И когда я отпустил ошейник, он одновременно выпустил из рук деревяшку: сжавшись, она больно ущемила преступника за хвост.

Катилина с воплем бросился бежать.

Но он был в плену.

Дерево слишком крепко держало пса за хвост, чтобы какое-нибудь препятствие могло избавить его от этого нового «лекарства».

В то же время курица, крепко привязанная к палке, раскачиваясь от его прыжков, вспрыгивала ему на спину, падала, затем соскакивала ему на плечи, и Катилина, обманутый этой видимостью жизни, решил: это она клюет его, причиняя ему такую боль.

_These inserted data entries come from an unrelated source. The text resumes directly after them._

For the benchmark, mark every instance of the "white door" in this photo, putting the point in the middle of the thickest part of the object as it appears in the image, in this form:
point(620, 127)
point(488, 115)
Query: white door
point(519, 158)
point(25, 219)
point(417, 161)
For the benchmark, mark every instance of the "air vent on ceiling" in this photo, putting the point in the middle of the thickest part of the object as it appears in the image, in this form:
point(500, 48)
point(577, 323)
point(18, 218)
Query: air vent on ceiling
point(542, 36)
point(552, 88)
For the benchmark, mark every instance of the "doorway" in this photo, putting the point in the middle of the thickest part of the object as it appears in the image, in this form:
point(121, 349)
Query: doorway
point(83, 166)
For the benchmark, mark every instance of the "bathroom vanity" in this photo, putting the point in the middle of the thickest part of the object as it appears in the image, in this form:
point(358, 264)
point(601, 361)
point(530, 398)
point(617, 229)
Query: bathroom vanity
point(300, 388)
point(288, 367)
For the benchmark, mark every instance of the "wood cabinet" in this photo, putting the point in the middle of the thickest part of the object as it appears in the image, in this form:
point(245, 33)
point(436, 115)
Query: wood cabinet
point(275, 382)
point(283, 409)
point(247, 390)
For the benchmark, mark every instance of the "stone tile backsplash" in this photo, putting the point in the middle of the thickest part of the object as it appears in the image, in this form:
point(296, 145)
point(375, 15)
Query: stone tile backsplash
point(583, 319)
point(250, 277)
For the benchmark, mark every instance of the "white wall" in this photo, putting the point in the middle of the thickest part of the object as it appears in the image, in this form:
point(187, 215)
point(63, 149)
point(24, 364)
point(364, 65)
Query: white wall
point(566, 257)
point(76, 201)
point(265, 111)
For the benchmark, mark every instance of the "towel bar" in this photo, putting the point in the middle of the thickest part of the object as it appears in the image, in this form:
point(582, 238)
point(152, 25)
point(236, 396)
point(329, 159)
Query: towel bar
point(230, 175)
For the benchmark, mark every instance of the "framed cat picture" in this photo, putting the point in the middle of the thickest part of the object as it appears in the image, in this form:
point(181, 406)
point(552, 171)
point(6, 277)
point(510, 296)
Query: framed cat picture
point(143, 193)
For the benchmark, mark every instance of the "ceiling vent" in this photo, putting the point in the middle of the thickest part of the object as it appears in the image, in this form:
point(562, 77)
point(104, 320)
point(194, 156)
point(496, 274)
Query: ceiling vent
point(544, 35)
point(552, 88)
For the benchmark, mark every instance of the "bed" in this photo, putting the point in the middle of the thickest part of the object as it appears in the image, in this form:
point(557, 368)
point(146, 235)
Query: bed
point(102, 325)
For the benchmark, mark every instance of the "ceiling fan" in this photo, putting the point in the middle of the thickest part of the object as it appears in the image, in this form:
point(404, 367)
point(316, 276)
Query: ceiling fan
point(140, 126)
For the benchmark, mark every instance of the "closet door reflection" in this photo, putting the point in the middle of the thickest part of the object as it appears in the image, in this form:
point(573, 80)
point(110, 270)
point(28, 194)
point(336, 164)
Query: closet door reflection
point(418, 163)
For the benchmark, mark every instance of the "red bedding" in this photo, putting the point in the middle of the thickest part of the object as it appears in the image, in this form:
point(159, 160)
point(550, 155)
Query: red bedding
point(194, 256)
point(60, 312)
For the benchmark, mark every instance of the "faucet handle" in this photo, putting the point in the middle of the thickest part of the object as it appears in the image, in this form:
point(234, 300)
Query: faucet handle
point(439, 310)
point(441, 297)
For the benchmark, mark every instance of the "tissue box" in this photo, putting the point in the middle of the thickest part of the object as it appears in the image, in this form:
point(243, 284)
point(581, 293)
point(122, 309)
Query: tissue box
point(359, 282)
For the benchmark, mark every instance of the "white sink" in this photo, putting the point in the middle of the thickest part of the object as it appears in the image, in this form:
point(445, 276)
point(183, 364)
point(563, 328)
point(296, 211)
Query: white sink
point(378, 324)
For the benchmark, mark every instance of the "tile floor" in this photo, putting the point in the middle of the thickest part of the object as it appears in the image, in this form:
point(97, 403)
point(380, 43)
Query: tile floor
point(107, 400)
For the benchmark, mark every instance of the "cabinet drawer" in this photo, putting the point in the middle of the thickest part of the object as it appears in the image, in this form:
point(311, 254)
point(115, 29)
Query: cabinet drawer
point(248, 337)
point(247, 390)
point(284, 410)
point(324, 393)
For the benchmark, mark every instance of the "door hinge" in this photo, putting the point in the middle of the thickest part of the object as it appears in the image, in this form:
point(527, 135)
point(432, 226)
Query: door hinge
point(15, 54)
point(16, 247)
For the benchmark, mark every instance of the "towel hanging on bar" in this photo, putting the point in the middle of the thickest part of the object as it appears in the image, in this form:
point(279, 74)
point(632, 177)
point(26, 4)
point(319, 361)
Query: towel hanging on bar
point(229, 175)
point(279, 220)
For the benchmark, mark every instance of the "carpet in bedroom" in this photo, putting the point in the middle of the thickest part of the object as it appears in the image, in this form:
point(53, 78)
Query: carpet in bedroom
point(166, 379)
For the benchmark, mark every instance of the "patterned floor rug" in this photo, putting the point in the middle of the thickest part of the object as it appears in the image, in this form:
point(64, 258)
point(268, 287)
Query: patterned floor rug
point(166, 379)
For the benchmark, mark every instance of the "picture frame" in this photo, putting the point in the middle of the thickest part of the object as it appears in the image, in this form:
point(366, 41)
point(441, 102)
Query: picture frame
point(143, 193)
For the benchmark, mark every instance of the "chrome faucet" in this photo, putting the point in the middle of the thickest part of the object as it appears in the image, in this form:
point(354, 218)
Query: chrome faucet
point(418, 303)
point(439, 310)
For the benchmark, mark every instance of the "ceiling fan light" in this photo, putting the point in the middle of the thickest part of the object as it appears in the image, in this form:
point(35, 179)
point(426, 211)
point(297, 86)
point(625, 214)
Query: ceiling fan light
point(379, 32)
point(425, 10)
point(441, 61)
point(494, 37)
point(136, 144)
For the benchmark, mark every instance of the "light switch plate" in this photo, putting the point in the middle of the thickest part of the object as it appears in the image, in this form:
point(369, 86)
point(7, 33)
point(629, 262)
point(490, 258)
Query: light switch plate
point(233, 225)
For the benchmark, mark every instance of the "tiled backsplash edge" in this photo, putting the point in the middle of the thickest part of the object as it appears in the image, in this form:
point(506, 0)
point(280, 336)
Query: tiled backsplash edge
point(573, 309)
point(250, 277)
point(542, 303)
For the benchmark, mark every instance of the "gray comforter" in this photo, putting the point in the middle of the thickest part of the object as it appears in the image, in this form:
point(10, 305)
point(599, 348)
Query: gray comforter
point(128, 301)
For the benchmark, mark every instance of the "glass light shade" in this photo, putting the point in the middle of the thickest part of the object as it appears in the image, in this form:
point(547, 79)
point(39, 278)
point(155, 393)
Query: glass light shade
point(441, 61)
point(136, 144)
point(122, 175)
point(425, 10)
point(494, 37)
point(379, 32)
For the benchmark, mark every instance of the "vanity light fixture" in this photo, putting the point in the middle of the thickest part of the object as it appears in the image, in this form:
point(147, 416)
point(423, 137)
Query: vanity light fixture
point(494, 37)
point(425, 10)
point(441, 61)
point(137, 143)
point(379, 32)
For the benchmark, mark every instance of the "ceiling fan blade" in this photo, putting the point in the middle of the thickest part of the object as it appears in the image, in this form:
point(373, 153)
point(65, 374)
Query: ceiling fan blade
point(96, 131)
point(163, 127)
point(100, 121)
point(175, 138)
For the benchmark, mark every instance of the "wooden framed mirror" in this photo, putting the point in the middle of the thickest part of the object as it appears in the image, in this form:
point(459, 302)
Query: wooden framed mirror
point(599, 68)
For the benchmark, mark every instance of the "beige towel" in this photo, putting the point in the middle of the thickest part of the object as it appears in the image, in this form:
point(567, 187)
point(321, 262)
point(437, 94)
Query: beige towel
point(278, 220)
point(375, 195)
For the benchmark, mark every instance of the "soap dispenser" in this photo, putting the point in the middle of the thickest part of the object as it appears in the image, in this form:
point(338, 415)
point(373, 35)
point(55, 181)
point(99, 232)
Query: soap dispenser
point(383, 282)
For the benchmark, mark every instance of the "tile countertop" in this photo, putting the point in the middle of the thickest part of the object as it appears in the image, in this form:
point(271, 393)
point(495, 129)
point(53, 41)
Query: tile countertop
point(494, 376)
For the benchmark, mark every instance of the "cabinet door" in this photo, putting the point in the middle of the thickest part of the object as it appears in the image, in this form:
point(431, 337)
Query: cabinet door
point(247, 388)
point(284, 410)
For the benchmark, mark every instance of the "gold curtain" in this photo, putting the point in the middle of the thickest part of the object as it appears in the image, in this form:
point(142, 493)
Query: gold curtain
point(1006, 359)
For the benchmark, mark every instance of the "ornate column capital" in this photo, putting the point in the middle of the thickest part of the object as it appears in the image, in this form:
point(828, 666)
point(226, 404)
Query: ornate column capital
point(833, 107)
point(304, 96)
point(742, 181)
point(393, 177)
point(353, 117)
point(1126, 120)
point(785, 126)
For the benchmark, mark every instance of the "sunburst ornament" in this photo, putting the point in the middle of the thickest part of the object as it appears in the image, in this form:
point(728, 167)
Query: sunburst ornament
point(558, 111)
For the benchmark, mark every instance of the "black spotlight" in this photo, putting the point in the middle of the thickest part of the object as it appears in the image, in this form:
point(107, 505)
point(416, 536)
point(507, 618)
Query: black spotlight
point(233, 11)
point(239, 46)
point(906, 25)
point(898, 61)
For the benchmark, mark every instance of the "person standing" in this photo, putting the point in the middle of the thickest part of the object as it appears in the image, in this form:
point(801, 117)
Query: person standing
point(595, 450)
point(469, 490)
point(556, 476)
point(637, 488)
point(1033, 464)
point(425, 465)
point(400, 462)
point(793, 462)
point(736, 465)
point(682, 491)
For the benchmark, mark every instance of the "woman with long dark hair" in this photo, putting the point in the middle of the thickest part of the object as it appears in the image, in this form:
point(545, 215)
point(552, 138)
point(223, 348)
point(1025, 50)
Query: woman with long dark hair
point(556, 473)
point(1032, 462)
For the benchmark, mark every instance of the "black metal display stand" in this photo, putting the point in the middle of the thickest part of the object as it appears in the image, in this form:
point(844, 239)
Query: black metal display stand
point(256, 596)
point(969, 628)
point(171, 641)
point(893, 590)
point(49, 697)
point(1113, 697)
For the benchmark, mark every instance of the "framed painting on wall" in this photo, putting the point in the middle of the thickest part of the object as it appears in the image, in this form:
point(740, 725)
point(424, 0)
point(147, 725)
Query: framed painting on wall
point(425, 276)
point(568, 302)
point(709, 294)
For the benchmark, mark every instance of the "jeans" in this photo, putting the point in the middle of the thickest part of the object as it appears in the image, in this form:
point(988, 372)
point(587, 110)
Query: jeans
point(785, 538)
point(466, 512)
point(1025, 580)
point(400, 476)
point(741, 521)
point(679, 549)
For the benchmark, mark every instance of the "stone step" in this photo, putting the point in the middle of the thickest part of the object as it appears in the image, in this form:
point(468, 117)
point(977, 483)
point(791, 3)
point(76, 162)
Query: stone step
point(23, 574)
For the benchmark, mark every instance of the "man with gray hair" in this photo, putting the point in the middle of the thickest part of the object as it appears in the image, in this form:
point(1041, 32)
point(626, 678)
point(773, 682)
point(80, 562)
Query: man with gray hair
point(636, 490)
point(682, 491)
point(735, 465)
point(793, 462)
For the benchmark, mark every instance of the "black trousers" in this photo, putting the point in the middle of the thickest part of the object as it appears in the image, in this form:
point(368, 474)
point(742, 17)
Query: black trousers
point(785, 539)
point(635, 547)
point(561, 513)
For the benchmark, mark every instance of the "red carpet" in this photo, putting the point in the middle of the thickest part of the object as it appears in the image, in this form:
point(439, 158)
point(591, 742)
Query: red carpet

Боль возрастала со скоростью бега; Катилина приходил все в большее смятение. Он останавливался, оборачивался, яростно кусал курицу, затем, решив, что она мертва, снова пускался бежать. Но этот минутный отдых приносил ему лишь более острую боль. Он завизжал: меня это разжалобило, но Мишель оставался непреклонным. Совершенно обезумевший Катилина бросался на штабеля дров, на стены, скрывался, показывался вновь, гонка делалась все более бешеной до тех пор, пока наконец он — задыхающийся, измученный, побежденный, не в силах больше шага ступить — со стоном не упал на землю.

Тогда Мишель, приблизившись к нему, снова расширил трещину в куске дерева ножом и извлек оттуда окровавленный хвост животного, но оно словно не почувствовало улучшения после окончания пытки.

Мне показалось, что Катилина мертв.

Я подошел к нему: лапы у него были вытянуты, как у загнанного борзыми зайца; один глаз был открыт, и только в нем еще сохранилась искорка жизни, говорившая скорее о присутствии воли, чем силы.

— Мишель, — сказал я, — возьмите кувшин с водой и вылейте ему на голову.

Мишель огляделся. В каком-то чане он заметил воду, набрал ее в пригоршню и вылил на голову Катилине.

Тот чихнул и встряхнул головой — только и всего.

— Ах, сударь, — сказал Мишель, — не слишком ли много чести для этого разбойника. Отнесем его домой, и, если ему суждено оправиться, он оправится.

С этими словами Мишель взял Катилину за загривок, отнес его к дому и бросил на садовой лужайке.

Случай нам помог: во время истязания Катилины небо заволоклось тучами, как во время пира Фиеста.

Правда, поскольку для такого заурядного события гроза — это слишком много и люди из гордости приберегают гром для себя, начался дождь, но без грома и молний.

Дождь постепенно пронял застывшее тело Катилины; он потянулся, затем встал на все четыре лапы, но не смог удержаться, сел и оставался неподвижным, с потухшим взглядом, в состоянии полного бесчувствия.

— Мишель, — сказал я, — думаю, урок оказался слишком жестоким.

Мишель подошел к Катилине, который при этом не выказал ни малейшего страха, приподнял ему губы, открыл и снова закрыл глаза, прокричал ему в уши его кличку.

Никакого впечатления.

— Сударь, — сказал он мне. — Катилина повредился в уме, надо послать его к Санфуршу.

Как известно, Санфурш — это собачий Эскироль. В тот же день Катилину отправили к Санфуршу.